Thinking outside the box, I decided to determine what my script was doing each time I called that command. Essentially what I was doing was using GET-Datastore cmdlet to pull the canonical name (unique number identifying the storage device) and then running the GET-SCSILun using the known canonical name to pull the vendor and model properties off of the storage device. This got me thinking, why not pull all the storage devices information for a host and store it in a hash table using the canonical name as the key. This works for me as all the VMs are in the same cluster of Hosts, hence all the hosts should have the same storage devices. If you intend to work with multiple clusters or hosts not in clusters I would recommend using separate hashtables and then referencing each based on the VM you are querying and what host its hosted on.
Anywho...To build this hash table is pretty simple. First just declare the hash table array variable using @{} syntax. Then run the GET-SCSILun command targeting a host while using the hashtable ".add" function to pipe the information to the hash table. In the add function you declare what properties to add to the table (the first one is the key so make sure its unique). Here is an example of how I built the hash table of the information.
#Dump scsi lun info to hash table
$scsiLunInfo = @{}
GET-SCSILun -VMHost $vmHost | %{
$scsiLunInfo.Add($_.CanonicalName,$_.ExtensionData.Vendor,$_.ExtensionData.Model)
}
Alrighty.

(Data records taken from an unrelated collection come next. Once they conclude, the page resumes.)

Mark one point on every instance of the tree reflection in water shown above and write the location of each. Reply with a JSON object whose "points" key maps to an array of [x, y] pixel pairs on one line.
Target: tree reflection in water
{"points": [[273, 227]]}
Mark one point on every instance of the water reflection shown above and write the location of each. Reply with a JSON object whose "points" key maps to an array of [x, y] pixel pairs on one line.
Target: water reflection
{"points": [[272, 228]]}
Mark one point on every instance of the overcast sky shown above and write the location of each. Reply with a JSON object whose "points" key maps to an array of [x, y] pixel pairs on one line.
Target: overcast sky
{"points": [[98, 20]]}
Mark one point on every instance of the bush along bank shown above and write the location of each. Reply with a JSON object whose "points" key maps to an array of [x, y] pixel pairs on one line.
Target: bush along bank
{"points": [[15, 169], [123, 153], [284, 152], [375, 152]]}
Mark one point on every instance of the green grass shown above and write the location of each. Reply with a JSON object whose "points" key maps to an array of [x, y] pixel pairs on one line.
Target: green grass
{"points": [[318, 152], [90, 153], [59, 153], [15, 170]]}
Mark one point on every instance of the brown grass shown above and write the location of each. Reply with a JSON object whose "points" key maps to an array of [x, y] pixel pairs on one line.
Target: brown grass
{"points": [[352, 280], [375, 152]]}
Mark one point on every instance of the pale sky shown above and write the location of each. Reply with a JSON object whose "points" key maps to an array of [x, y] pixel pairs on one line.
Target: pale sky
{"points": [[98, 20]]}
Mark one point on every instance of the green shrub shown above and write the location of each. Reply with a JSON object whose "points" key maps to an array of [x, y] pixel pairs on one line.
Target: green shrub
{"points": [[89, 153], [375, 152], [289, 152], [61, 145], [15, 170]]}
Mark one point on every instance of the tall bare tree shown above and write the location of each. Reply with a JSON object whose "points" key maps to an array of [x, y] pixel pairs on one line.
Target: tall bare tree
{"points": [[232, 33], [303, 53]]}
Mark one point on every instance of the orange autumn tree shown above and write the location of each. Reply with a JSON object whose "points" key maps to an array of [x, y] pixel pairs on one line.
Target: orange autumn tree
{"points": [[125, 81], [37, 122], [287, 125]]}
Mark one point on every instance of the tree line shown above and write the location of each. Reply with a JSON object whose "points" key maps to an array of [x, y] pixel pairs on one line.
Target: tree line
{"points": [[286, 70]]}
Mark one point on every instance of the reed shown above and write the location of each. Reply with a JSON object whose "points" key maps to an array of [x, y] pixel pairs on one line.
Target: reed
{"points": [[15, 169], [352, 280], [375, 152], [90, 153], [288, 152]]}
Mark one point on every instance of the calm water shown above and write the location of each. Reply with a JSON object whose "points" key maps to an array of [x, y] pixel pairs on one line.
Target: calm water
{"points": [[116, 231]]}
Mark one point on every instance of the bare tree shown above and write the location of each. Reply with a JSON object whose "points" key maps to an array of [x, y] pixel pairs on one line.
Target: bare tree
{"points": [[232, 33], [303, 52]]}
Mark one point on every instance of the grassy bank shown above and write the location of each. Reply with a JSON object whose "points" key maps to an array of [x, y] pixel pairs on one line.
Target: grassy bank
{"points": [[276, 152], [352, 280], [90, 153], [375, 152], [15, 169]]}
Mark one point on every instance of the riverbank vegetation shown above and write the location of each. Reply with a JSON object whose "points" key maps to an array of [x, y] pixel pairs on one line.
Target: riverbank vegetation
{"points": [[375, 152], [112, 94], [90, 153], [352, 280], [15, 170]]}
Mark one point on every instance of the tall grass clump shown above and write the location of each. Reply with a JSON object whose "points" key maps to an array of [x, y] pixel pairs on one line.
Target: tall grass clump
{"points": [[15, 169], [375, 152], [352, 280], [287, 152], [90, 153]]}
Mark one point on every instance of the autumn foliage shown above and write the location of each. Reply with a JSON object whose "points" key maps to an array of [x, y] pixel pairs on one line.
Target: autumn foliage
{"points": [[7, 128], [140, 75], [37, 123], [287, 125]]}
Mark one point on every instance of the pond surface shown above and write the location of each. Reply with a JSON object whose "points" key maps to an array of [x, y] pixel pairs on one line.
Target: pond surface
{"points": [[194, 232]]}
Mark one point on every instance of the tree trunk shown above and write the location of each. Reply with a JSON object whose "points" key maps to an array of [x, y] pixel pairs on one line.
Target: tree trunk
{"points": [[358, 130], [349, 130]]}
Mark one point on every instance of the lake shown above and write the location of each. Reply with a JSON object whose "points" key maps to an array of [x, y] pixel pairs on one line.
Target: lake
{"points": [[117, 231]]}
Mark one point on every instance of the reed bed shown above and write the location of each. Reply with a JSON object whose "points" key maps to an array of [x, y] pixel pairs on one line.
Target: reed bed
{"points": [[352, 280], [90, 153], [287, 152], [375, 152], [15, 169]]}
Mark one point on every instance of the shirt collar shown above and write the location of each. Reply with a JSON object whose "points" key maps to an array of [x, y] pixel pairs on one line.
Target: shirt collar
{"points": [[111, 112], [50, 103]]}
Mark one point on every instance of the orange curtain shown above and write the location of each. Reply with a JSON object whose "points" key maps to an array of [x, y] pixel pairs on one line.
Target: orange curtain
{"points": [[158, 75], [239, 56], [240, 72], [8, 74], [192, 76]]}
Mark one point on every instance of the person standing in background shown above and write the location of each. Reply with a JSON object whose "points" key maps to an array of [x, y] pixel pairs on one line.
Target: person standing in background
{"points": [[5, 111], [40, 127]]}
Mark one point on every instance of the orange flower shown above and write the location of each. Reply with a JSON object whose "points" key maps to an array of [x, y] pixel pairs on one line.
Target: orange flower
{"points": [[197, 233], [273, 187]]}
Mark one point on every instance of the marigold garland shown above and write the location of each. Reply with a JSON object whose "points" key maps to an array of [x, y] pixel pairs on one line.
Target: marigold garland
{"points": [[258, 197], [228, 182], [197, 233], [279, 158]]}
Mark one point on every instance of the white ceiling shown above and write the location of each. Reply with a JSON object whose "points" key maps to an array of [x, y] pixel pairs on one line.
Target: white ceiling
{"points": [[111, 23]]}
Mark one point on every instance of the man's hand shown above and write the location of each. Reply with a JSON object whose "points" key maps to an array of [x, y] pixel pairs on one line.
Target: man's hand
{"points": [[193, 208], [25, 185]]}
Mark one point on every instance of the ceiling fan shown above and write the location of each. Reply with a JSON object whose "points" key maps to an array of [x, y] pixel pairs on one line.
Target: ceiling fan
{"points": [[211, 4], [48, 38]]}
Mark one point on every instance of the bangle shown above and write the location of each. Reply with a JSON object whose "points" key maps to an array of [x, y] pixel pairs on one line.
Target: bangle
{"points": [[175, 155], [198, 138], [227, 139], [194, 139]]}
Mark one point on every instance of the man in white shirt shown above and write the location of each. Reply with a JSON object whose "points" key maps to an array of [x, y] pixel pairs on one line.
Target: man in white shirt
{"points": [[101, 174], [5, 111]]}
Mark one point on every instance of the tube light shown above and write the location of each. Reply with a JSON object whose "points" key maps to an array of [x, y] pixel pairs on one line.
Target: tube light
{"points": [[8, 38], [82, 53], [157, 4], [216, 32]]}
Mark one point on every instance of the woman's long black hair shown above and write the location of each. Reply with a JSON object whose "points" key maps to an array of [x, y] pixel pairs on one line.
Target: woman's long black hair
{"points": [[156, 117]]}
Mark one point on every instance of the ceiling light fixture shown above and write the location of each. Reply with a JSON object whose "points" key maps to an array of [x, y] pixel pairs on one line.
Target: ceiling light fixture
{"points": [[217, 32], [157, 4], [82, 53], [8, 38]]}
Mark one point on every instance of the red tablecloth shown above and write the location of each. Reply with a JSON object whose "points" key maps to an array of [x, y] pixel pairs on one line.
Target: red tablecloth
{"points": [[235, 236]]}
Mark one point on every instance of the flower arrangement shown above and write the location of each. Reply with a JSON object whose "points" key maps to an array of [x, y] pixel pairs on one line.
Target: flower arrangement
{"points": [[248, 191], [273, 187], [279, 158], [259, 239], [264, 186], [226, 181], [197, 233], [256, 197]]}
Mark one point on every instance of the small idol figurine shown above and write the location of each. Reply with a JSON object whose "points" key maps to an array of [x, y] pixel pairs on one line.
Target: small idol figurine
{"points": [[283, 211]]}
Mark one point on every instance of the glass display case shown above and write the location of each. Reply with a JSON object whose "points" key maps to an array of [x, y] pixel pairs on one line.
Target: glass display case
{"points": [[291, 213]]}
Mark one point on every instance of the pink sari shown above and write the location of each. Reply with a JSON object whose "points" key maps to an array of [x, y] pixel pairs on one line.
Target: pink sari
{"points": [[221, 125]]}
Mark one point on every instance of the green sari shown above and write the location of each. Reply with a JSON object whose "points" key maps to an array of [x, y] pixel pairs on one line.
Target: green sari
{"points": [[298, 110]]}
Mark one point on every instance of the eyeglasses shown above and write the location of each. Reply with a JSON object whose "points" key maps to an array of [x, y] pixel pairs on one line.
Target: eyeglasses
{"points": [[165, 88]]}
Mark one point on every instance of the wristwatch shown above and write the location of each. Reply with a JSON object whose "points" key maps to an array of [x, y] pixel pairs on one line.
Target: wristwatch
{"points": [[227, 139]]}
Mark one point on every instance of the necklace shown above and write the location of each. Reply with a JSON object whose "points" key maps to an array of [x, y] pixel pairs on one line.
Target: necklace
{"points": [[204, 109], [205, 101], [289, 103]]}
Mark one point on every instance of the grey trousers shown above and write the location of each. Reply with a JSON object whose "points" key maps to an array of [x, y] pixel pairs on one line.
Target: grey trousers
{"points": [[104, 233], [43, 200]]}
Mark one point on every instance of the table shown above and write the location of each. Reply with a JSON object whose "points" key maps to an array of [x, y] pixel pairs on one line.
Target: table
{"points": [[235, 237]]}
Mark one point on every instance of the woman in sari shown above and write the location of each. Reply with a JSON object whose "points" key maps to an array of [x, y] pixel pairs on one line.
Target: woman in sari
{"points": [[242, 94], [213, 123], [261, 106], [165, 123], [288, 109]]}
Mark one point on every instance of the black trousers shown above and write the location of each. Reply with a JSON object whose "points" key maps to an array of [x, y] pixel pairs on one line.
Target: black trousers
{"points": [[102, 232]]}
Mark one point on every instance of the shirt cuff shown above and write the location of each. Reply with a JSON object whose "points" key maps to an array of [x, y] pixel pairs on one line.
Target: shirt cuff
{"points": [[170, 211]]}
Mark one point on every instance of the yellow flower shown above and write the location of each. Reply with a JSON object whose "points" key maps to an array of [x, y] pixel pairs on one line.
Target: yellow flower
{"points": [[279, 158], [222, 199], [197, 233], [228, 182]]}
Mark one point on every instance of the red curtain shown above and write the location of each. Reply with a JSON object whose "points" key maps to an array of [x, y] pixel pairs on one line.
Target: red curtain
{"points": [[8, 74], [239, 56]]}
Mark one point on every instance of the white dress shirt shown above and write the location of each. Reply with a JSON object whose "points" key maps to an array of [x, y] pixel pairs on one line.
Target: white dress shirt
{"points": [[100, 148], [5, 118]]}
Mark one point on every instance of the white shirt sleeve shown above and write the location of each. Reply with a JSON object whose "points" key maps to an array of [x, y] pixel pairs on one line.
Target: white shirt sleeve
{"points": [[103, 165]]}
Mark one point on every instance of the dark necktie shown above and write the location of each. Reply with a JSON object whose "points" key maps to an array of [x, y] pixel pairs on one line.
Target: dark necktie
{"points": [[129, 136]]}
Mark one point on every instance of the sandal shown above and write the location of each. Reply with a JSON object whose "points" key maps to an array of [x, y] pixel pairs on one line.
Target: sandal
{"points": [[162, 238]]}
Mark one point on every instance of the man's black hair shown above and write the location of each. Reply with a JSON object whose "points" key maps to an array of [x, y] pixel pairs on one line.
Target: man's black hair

Now that we have a hash table of the scsi lun information we can search that table instead of running the GET-SCSILun command. The difference is literally night and day in terms of time to execute. Remember how I said the GET-SCSILun command could take 1-2 minutes? Searching the hash table is nearly instant. Ok, now we got a hash table of the storage device info, but how do we use it?
Well, in my scenario I am trying to pull the vendor and model of a storage device that a VM's VMDK file is residing on. So first I use the GET-Datastore cmdlet to target a datastore with a VM's VMDK files on it and pull the canonical name of the storage device that the datastore is hosted on (remember the canonical name is the key in the hash table). Once I have this name, I can then search the hash table and return the additional properties that are stored with the canonical name key. This is accomplished through the ".Get_Item" function on a hash table. Here is an example of how I utilize the hash table to return the required information.
#Get canonical name of storage device
$id = (GET-Datastore $datastore | Get-View).Info.vmfs.extent.diskname
#Determine backend storage system
$storageSystem = $scsiLunInfo.Get_Item($id)
Using this approach, I first build the hash table in the begining of my script. Then any time I need to pull the storage device info, I query the hash table instead of running the expensive GET-SCSILun command. Now that I only run that command once at the begining of the script, the time to execute was reduced nearly 80%. Remember I stated it took nearly 5 1/2 hours to run my script against 200 VM's? With this approach the script now takes roughly 15 minutes.
I am sure this concept can be used to other expensive VMWare PowerCLI cmdlets, but have yet to experiment with any others.